Bufo, sabendo que ele está certo, e volto a subir na árvore. As bolhas em meus pés doem a cada impulso que pego, mas continuo.

Will informa que continuará fazendo a vigia porque o turno dele foi bem menor e eu não discuto.

Quando sou acordada, o sol ainda não nascera o bastante para fazer com que seus raios penetrassem por entre as árvores, mas já há luz o suficiente para voltarmos a andar.

Não tenho apetite quando descemos da forquilha para fazer o desjejum. A carne não parece muito apetitosa mais e estou com muita sede para sentir algum gosto de fato, mas consigo mandar para dentro uma parte do esquilo.

Nenhum de nós está com humor o suficiente para conversar, então caminhamos em silêncio até a estrada.

À medida que o sol vai se levantando, indicando o passar das horas, sei que a minha situação está ficando perigosa. A pouca urina que produzo está com a coloração escura e a minha cabeça dói tanto quanto as bolhas nos pés. Will anda com uma expressão constante de dor e eu não consigo imaginar o que teria acontecido com ele se eu não tivesse feito as tiras de pele para seus pés.

É por volta do meio dia que percebemos as árvores começando a ficar mais distantes uma das outras e, apesar dos lábios rachados, sorrio.

A estrada.

Por um breve segundo, me esqueço de como meu corpo dói. Acelero o passo até chegarmos no limite da floresta. Há uma continuação dela seguindo em frente, cortada apenas por um caminho de terra largo o suficiente para um carro passar.

Will me entrega a carne e abre o notebook, ávido, buscando por sinal. Por um momento, permito-me encostar as costas em uma árvore, mas não me sento. Temo que, se eu o fizer, não irei querer levantar nunca mais.

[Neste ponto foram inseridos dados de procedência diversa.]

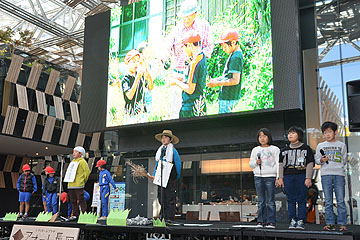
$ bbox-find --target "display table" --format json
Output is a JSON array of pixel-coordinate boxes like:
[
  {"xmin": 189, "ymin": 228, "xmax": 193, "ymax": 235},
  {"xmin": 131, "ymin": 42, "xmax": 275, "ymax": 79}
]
[{"xmin": 182, "ymin": 204, "xmax": 257, "ymax": 222}]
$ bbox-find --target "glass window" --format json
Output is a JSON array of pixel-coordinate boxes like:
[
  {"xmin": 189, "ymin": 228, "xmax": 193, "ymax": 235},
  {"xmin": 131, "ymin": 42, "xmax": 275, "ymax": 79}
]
[
  {"xmin": 116, "ymin": 0, "xmax": 163, "ymax": 54},
  {"xmin": 120, "ymin": 24, "xmax": 133, "ymax": 51},
  {"xmin": 123, "ymin": 4, "xmax": 133, "ymax": 23},
  {"xmin": 307, "ymin": 0, "xmax": 360, "ymax": 224},
  {"xmin": 135, "ymin": 0, "xmax": 147, "ymax": 19}
]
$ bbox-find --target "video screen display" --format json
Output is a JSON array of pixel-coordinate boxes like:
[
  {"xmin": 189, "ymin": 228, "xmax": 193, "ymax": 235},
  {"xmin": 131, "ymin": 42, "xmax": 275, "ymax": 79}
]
[{"xmin": 106, "ymin": 0, "xmax": 274, "ymax": 127}]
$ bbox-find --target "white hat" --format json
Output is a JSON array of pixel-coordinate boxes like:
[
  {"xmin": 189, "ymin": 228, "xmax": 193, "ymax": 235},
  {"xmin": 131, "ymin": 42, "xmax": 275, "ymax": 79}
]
[{"xmin": 74, "ymin": 146, "xmax": 85, "ymax": 157}]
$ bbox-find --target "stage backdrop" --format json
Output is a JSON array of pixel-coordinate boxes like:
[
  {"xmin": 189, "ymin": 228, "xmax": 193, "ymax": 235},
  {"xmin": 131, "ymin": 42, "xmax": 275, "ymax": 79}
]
[{"xmin": 80, "ymin": 0, "xmax": 302, "ymax": 132}]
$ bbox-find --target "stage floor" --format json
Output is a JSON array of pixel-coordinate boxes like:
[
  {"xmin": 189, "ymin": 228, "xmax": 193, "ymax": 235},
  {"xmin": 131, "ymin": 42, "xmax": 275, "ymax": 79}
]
[{"xmin": 0, "ymin": 218, "xmax": 360, "ymax": 240}]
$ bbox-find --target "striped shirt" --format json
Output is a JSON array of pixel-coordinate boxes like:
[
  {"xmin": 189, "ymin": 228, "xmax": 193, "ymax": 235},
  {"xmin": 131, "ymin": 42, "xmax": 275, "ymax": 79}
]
[{"xmin": 168, "ymin": 19, "xmax": 214, "ymax": 71}]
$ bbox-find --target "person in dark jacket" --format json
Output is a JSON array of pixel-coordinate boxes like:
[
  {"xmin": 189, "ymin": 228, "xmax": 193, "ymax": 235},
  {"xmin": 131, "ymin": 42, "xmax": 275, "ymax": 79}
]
[
  {"xmin": 42, "ymin": 167, "xmax": 60, "ymax": 214},
  {"xmin": 17, "ymin": 164, "xmax": 37, "ymax": 218}
]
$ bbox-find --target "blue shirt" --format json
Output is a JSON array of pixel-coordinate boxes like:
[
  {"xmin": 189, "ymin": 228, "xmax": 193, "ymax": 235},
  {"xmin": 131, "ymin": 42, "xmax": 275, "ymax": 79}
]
[
  {"xmin": 153, "ymin": 148, "xmax": 181, "ymax": 180},
  {"xmin": 16, "ymin": 175, "xmax": 37, "ymax": 192},
  {"xmin": 99, "ymin": 169, "xmax": 116, "ymax": 189}
]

Observo com a mente um pouco enevoada o aerocinético andar alguns metros no meio da estrada com o notebook erguido acima da cabeça.

Devagar, desvio minha atenção para a panela com água e me repreendo por termos seguido a partir do riacho. Como eu queria ter fervido antes de sairmos.... Como seria bom dar um gole grande agora.... A minha dor de cabeça iria passar...

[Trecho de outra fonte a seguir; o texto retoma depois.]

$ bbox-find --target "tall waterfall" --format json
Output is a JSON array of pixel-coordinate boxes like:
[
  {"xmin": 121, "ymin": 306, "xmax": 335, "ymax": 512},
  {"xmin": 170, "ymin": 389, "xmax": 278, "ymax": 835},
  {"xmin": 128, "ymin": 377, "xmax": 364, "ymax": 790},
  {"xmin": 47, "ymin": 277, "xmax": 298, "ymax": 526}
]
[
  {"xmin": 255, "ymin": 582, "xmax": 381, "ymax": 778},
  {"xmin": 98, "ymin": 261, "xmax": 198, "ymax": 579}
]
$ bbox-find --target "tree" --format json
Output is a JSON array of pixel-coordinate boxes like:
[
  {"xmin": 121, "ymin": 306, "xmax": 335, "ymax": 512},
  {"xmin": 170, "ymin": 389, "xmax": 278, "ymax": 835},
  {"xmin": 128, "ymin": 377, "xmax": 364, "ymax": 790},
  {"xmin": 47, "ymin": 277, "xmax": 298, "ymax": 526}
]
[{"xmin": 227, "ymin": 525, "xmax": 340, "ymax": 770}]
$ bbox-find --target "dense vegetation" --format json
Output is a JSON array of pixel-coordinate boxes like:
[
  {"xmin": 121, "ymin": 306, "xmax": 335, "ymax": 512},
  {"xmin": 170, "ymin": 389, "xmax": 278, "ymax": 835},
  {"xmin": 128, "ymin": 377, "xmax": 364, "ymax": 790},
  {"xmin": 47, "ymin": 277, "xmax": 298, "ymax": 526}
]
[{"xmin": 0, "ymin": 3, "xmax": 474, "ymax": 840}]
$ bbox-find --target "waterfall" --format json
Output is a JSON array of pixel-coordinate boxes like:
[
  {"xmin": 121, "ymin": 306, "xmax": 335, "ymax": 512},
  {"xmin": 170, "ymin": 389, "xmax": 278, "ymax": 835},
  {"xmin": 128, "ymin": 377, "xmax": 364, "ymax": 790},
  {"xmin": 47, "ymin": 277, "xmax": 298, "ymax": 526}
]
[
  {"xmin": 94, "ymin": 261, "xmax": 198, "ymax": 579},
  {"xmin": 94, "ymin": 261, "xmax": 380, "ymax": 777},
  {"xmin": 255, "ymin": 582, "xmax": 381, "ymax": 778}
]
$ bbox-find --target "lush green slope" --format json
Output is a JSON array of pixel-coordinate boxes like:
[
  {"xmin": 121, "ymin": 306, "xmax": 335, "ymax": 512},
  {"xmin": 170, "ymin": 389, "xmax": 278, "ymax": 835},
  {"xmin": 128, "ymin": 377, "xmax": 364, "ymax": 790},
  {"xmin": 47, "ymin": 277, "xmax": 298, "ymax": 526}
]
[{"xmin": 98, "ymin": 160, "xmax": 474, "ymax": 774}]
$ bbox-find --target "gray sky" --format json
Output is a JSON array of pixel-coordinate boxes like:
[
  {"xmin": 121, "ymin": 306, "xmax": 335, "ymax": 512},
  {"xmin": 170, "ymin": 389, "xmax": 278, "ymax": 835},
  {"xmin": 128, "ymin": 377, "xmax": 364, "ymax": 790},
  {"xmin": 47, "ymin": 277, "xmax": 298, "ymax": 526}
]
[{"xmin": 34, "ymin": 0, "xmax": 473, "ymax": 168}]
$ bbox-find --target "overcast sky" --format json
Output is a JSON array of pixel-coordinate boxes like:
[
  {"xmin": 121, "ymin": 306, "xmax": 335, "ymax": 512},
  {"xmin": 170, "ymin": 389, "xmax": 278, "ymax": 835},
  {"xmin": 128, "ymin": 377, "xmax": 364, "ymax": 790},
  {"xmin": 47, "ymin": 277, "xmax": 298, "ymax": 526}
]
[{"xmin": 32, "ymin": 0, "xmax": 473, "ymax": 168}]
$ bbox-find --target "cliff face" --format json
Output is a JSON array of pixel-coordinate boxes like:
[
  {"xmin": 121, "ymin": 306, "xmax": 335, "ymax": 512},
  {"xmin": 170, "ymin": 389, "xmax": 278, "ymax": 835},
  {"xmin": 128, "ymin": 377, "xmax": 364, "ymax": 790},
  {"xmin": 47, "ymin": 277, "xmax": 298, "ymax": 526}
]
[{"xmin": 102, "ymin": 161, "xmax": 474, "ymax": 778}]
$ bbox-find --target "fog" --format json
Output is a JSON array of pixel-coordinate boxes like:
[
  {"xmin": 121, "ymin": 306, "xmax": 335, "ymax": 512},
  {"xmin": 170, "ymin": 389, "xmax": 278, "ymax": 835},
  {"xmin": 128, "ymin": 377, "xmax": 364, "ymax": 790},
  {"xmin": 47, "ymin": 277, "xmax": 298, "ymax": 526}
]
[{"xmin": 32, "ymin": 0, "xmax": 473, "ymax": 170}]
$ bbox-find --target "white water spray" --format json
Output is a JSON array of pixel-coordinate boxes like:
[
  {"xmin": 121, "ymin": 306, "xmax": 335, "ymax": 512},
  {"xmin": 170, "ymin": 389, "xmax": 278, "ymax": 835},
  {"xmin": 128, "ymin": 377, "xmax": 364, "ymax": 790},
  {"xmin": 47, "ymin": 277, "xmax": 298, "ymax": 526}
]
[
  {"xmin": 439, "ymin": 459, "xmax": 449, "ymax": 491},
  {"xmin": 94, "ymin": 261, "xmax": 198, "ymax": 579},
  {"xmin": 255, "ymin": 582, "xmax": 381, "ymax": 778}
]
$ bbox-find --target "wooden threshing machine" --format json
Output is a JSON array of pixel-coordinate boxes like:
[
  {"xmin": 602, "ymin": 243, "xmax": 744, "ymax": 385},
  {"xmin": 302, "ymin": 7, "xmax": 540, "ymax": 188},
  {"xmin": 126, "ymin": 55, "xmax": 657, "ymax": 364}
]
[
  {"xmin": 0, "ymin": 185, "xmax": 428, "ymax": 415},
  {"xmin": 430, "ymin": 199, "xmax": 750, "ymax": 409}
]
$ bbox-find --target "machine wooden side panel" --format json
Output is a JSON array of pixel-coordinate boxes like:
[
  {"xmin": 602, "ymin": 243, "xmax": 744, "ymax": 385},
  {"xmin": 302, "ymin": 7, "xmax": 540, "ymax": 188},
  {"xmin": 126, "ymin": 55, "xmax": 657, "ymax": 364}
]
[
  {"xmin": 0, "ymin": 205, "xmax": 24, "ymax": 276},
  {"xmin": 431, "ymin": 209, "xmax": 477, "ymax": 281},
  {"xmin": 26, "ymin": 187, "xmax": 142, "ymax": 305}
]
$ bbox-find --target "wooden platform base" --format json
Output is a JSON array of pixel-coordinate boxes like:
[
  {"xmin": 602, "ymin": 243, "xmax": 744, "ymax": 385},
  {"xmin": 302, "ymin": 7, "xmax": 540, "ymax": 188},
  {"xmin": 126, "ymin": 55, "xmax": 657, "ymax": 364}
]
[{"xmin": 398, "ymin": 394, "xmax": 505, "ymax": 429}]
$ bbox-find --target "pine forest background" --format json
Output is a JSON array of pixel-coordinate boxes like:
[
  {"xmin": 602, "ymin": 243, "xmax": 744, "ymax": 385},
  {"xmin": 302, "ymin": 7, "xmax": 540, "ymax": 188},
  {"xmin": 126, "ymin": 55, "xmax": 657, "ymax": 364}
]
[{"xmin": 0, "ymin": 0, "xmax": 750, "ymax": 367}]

— Alyss, não! — O grito rouco de Will me faz parar com a panela na metade do caminho até a minha boca. — Estou falando sério: aquele riacho não é seguro.

Ele caminha até mim e tira a panela da minha mão, a expressão nervosa.

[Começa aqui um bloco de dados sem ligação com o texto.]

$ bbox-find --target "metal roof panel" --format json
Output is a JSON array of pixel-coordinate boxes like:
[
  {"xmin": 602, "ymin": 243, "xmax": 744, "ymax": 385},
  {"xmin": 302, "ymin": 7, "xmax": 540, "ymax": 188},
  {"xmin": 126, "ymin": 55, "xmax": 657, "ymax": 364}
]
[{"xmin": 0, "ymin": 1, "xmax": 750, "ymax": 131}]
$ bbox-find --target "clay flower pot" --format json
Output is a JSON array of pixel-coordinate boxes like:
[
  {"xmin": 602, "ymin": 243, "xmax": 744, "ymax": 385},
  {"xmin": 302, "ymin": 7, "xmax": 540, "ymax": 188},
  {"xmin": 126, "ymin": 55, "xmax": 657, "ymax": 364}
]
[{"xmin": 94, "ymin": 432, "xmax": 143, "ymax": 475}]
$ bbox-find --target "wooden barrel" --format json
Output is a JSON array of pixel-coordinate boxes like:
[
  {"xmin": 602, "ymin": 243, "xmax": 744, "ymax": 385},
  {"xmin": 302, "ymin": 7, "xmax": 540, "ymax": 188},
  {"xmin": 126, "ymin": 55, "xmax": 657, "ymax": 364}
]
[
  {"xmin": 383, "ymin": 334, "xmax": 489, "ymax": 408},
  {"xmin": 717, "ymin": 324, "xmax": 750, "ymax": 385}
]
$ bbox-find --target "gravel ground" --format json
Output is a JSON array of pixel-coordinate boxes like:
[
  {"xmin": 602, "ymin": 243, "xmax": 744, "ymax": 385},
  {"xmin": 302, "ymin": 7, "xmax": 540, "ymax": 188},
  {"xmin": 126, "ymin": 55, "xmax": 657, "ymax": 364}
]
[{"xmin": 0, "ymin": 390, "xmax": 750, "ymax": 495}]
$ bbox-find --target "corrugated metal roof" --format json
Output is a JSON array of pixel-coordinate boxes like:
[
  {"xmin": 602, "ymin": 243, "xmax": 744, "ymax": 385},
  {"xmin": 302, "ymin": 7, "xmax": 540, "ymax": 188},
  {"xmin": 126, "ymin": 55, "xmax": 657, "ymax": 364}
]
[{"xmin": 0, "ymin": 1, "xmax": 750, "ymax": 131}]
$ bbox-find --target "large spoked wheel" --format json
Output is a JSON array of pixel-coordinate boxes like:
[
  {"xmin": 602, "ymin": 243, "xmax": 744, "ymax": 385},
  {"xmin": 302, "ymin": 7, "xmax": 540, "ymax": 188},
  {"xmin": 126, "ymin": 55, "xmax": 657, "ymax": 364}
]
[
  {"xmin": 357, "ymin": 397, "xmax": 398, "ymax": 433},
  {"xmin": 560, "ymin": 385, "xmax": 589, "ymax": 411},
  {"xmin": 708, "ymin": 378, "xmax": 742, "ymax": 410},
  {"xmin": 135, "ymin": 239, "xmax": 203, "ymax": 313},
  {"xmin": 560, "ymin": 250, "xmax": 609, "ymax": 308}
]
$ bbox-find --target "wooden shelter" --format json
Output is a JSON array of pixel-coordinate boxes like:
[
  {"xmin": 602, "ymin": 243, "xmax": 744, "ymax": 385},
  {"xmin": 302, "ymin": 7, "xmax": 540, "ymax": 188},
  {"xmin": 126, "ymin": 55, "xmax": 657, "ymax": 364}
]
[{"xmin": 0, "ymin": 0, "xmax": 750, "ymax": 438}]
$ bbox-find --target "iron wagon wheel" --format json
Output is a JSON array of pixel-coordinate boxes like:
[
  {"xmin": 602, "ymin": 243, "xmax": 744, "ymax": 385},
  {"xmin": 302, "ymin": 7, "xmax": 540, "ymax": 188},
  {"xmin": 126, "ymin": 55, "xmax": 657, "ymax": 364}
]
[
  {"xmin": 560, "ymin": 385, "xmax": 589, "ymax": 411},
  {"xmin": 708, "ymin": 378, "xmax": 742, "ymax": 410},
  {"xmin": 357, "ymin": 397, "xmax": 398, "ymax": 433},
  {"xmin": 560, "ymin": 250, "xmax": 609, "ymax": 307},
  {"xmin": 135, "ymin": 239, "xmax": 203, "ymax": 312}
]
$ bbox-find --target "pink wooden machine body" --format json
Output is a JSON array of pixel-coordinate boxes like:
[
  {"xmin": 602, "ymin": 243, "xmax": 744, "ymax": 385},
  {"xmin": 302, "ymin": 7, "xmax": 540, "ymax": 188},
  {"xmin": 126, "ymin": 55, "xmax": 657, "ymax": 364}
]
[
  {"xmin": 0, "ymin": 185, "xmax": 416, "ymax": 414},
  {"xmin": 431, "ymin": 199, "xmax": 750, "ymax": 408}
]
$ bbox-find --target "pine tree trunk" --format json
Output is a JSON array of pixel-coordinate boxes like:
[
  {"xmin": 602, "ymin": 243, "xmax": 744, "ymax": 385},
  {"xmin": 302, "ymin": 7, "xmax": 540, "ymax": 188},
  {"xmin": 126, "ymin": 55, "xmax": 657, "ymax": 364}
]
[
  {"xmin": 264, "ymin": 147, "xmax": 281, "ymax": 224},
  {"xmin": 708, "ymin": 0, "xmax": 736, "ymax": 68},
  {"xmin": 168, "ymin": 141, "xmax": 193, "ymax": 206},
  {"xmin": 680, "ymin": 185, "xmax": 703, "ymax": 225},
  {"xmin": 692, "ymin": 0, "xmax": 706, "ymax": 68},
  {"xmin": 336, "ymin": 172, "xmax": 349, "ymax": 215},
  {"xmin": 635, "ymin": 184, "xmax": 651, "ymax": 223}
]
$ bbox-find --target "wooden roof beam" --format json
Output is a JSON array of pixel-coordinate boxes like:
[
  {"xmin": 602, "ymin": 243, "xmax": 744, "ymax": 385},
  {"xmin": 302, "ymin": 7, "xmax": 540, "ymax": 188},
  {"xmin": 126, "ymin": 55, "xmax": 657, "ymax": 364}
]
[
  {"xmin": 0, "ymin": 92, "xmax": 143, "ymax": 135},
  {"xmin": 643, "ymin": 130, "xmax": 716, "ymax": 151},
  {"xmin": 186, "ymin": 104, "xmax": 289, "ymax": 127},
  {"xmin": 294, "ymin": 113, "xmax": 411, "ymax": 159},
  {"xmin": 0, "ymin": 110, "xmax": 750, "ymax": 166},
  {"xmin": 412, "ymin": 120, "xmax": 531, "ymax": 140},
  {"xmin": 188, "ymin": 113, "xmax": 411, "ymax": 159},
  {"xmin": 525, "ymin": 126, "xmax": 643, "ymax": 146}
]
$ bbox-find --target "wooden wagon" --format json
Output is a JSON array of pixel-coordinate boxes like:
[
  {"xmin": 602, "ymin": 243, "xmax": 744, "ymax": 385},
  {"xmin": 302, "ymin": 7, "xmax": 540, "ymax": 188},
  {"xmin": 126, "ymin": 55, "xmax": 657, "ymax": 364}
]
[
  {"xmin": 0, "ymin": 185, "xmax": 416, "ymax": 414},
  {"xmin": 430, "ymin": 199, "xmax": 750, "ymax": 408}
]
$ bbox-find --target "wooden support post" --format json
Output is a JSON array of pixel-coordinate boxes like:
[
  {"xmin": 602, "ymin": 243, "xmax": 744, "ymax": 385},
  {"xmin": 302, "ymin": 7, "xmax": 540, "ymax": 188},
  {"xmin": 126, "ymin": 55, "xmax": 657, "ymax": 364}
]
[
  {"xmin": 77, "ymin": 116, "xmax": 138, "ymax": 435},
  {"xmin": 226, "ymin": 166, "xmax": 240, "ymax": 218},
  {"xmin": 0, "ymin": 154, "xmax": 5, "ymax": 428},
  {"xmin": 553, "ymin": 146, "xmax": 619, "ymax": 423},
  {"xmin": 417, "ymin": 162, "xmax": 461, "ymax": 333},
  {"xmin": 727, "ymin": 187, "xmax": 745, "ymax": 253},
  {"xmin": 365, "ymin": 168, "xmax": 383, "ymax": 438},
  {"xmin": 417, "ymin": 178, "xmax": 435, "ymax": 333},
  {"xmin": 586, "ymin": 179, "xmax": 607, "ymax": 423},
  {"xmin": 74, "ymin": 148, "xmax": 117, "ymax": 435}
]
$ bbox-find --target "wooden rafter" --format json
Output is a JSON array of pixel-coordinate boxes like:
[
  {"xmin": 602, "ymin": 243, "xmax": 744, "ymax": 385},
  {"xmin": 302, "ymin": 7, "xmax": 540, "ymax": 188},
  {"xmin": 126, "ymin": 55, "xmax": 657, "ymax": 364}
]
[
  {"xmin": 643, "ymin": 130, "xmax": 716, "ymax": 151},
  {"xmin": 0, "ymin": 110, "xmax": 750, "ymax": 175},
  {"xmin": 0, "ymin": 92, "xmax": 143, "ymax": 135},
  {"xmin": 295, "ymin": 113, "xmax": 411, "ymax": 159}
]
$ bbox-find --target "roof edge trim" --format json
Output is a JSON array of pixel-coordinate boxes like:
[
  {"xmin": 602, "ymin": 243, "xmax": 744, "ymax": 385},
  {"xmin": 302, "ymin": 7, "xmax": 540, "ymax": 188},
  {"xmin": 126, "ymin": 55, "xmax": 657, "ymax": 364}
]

— Eu não sei tratar infecção. Se adoecermos, estamos mortos.

Assinto, mas não absorvo direito suas palavras. Ele coloca a panela no chão e volta a buscar o sinal. Não posso ficar parada aqui. Se eu me acomodar na árvore, nunca mais vou desgrudar dela. Ou pior: tentar beber mais uma vez a água.

Lentamente, volto para a floresta. Não me afasto a ponto de perder a estrada de vista, mas vou buscar galhos secos. Fogo. Precisamos de fogo.

Meu corpo parece ter duplicado de peso quando me abaixo e o galho parece não ter textura. Mesmo assim, cerro os dentes e continuo juntando alguns gravetos.